The Gunners grew into the contest only when Leicester lost one of their Duracell Bunnies to a red card.
Even then, Welbeck's winner arrived in the 95th minute, when defensive exhaustion had consumed the Foxes.
In some ways, the victory wasn't so much seized as it was given away.
Olivier Giroud remains a handsomely groomed man still in search of a tailored finish.
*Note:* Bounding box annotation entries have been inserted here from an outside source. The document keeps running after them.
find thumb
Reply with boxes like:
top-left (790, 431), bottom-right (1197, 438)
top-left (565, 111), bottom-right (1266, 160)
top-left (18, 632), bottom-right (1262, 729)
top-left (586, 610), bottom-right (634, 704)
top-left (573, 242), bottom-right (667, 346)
His profligacy doesn't lend itself to Premier League superiority.
Substitutes Theo Walcott and Welbeck essentially played Batman and Robin, coming to the rescue of a dozing striker in distress.
In an era of comic book sequels, it's still asking a lot for the recovering duo to regularly repeat their heroics.
But Spurs have no such concerns.
Harry Kane's penalty was fortunate at Man City, but Spurs engineered their luck, taking the battle to the richest club in world football.
This wasn't just 11 against 11, but 11 youngsters against a gentrified set of superstars with pockets filled with petrodollars.
Pochettino's drilled, disciplined crew of counter-pressers were never fazed, either by the occasion or the opponents. They haven't been all season.
In times of adversity, Tottenham closely resemble Leicester. The team ethic is impeccable, unbreakable.
But Arsenal can drift. They too often play within themselves. Spurs played out of their skins at the Etihad.
Now the Welbeck hysteria has settled, the circumstances of his goal can be explored. The introduction of a rusty striker revealed Arsenal's desperation.
But Erik Lamela's introduction revealed Tottenham's astonishing midfield depth.
Two minutes after coming on, the Argentinian surged forward before releasing Christian Eriksen to hit a priceless winner.
Unlike Wenger, Pochettino has neatly mixed artistry with elbow grease. Only Arsenal's midfielders can rival Leicester's relentless athleticism.
Tottenham are a different matter altogether.
Pochettino's men held Man City's central midfielders Fernando and Fernandinho in a chokehold, with Mousa Dembele, Eric Dier, Dele Alli, Eriksen and Son Heung Min all starting, with enough bench options to later introduce goal-maker Lamela, Nacer Chadli and Tom Carroll.
They may not all be as easy on the eye as Arsenal's impish creators, but they are harder on opponents. They kill off contests.
Of course, both clubs will struggle with fixture congestion. While Leicester lick their wounds on a beach for a week, Tottenham take on Crystal Palace in the FA Cup, either side of two Europa Cup ties against Fiorentina.
Arsenal's FA Cup defence continues against Hull City and then there's the small matter of Barcelona in the Champions League.
When Spurs host Swansea in their Premier League return, the Gunners head to Old Trafford, where the hapless hosts should raise their game for their old foes.
And then, a week later, the north London enemies face each other.
Tottenham have momentum, a sturdier midfield, a settled defence and a reliable goal source.
Arsenal have a fine romance in Welbeck.
His glorious return warmed the coldest of hearts. But he won't be enough to win at Tottenham.